Create bite-size targets
"Break the goal down into specific actions and schedule them in, making them a priority," Chambers advises. "Turn these actions into a plan, and you have a blueprint for the steps you need to take and the agency to get started.
"It is essential to track progress and to find ways to celebrate the small wins along the journey. This will give you the feeling of progress, the ability to see progress made, and increased motivation as you focus on the actions rather than the outcome."
Speak to other people
You may benefit from accountability or support, as it's often easier to keep consistent when you have others who will remind you, prompt you and talk to you.
It can help to seek professional support too.

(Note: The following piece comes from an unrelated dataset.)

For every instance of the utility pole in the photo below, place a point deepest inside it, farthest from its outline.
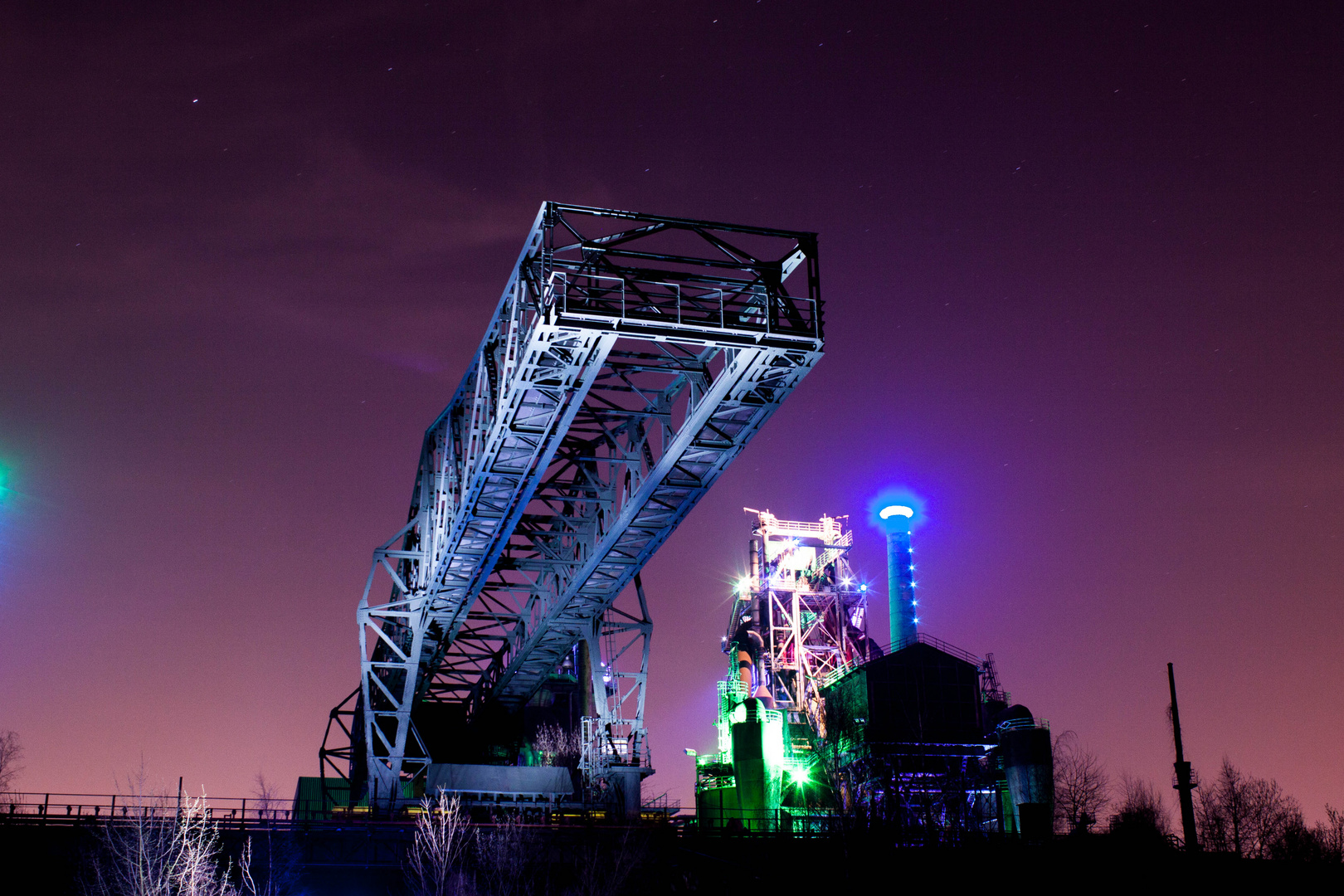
(1185, 786)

If you're struggling with depression, anxiety or any other mental health problem, it's important to speak to your GP who can provide advice on the best course of action for you.
"Talk to a therapist about your belief systems, self-sabotage or low motivation and what you want to achieve, as having that objectivity is really insightful and helpful," Johnson says. "Therapy does not always have to be about being in a crisis; it can be part of essential mental fitness and help achieve your resolutions."
To stick to any goal, it can help to think about the acronym SMART - which stands for specific, measurable, achievable, relevant and time-bound.
"Saying 'I want to be less anxious' is not a SMART goal," Fryer explains. "Instead, a SMART goal would be - I want to be less anxious about giving presentations at work,I want to do this in time for my presentation on the first of March, or I will start therapy to help me with that on Monday 11 January."
Don't pressure yourself
Sometimes we forget to do things, or simply don't feel up to it - and that's absolutely fine. It's important to be compassionate with yourself. If you feel pressured, take a step back and simplify your goal. Think about what it is that you're finding difficult and steps you can take to make it more achievable.
"If you miss a day, acknowledge it and get back to those small actions," Chambers says. "These small actions compound and you've only missed one day. Prioritise it, and you will be straight back on the path to your goal."